NATHALIE JANCSO

NACHBEBEN (STINA WERENFELS)

SELECTION CINEMA

Du musst immer schauen, dass du nicht der Idiot bist – so belehrt H.-P., die Hauptfigur in Nachbeben, seinen Sohn Max. Im Lauf des Nachmittags wird H.-P. selber zum Idioten, zum Verlierer, der zu hoch gepokert hat, dies aber vor sich selbst und vor seiner Familie nicht zugeben kann. Von Anfang an verweist in Stina Werenfels’ stimmigem Kinospielfilmdebüt jede Dialogzeile auf die Tragödie, die sich in den nächsten Stunden auf dem Rasen einer schicken Villa am Zürichsee abspielen wird.

H.-P., bis anhin erfolgreicher Investmentbanker, lädt seinen Chef Philip und dessen Gattin zum Grillabend in seine Villa. Die Einladung erfolgt nicht ohne Hintergedanken: H.-P. hat sich verspekuliert, für den rettenden Deal, der ihn vor dem finanziellen Ruin bewahren soll, braucht er Philips Einwilligung. H.-P.s Frau Karin weiss nichts vom drohenden Bankrott, die Beziehung zwischen den Eheleuten ist aber auch so schon angespannt genug.

Ein weiterer Gast taucht auf: Toni Gutzler. Er tritt unglaublich selbstsicher auf, als wäre er weit mehr als bloss Philips neuer Praktikant – und schon bald flirtet er ungeniert mit Karin. H.-P. behandelt den Jüngeren betont von oben herab. Sein Versuch, Philip allein zu sprechen, scheitert, dieser hat nämlich ein ganz anderes Problem: Er möchte sein Verhältnis mit Birthe, dem Au-Pair-Mädchen von H.-P. und Karin, beenden. Doch Birthe lässt sich nicht so leicht abwimmeln. Als sie ihn nach einem heftigen Streit mit einer überrissenen Geldforderung erpresst, wendet sich Philip an H.-P., dieser soll Birthe zur Vernunft bringen. Ansonsten droht Philip, ihn in den Ruin zu treiben. Doch die Strategien, die im Geschäftsleben funktionieren, scheitern im Privaten: Der «Deal» der beiden lässt den Abend in einem Fiasko enden.

Der Vergleich von Nachbeben mit Thomas Vinterbergs Festen (DK/S 1998) liegt nahe. Ähnlich wie im Dogma-Film wird auch hier eine Handvoll Figuren mit ihrer Vergangenheit konfrontiert; Fehler werden vertuscht und Machtspiele sollen den drohenden Gesichtsverlust kaschieren. In beiden Filmen münden die gelüfteten Geheimnisse in ein tragisches Ende. Neben diesen frappanten inhaltlichen Parallelen und der Einheit von Zeit und Ort finden sich auf formaler Ebene jedoch wenig Ähnlichkeiten: Die bewegliche, aber nie zu bewegte Kamera, fliessende Übergänge von extremen Nahaufnahmen zu distanziert-beobachtenden Totalen sowie die sorgfältige Farbgebung verraten einen strengeren Formwillen, als es der Dogma-Stil zulässt.

Eine starke Ensembleleistung der durchwegs am Theater geschulten Darstellerinnen und Darsteller macht die Selbstentlarvung der Schweizer Business-Elite zu einem packenden Kammerspiel.
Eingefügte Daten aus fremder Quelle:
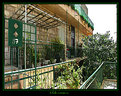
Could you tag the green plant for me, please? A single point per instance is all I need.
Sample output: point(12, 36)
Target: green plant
point(41, 81)
point(98, 48)
point(70, 76)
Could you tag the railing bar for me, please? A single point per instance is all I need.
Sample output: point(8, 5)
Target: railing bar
point(91, 76)
point(29, 76)
point(30, 69)
point(91, 82)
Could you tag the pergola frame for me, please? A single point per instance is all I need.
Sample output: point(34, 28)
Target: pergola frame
point(37, 17)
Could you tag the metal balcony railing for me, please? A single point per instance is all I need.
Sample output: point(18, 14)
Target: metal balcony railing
point(104, 71)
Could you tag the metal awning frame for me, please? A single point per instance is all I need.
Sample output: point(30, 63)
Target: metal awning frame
point(37, 17)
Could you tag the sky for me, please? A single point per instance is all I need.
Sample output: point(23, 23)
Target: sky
point(104, 17)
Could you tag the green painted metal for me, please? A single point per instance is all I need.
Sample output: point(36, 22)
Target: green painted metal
point(81, 12)
point(14, 32)
point(98, 75)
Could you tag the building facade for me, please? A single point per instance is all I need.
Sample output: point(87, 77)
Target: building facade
point(69, 22)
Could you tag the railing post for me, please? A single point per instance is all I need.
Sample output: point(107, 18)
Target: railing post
point(53, 73)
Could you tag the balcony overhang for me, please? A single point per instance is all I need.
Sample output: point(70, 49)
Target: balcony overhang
point(67, 15)
point(36, 16)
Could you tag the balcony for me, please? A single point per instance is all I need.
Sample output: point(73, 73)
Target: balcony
point(44, 77)
point(81, 12)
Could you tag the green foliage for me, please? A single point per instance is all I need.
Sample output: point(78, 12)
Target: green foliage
point(54, 50)
point(98, 48)
point(70, 77)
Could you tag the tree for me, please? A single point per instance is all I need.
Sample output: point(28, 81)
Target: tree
point(98, 48)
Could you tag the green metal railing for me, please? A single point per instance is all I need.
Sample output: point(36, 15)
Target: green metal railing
point(28, 76)
point(99, 75)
Einzig die Figur des Sohnes von H.-P. und Karin, Max, der das Geschehen mit seiner Überwachungskamera verfolgt, wirkt in seiner pubertären Fettleibigkeit seltsam klischiert; zu angestrengt wird er auf seine Funktion als Voyeur reduziert.
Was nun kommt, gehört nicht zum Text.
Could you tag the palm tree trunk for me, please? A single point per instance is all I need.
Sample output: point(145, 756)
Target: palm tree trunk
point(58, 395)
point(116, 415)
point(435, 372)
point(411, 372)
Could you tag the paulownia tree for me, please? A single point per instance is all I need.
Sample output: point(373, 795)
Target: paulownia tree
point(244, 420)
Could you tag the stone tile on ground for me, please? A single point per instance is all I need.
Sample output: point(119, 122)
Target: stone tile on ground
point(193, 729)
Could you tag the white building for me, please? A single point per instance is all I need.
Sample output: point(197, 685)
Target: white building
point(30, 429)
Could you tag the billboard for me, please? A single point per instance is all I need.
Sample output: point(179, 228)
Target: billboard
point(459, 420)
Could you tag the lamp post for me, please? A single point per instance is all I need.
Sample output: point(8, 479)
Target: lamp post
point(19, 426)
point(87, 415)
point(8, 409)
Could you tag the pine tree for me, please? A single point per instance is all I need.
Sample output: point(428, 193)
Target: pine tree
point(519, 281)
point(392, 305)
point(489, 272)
Wie bereits im preisgekrönten Kurzfilm Pastry, Pain and Politics (1998) beweist Stina Werenfels erneut ihre Stärke in der genauen Beobachtung zwischenmenschlicher Beziehungen. Dazu kommt das perfekte Zusammenspiel von Form und Inhalt. Beides zusammen macht Nachbeben zu einem der aufregendsten Schweizer Filme der letzten Jahre.

Nathalie Jancso
*1969, Studium der Anglistik, Filmwissenschaft und Germanistik an der Universität Zürich. Arbeitet als Filmredaktorin beim Schweizer Fernsehen und war von 2007 bis 2011 Mitglied der CINEMA-Redaktion.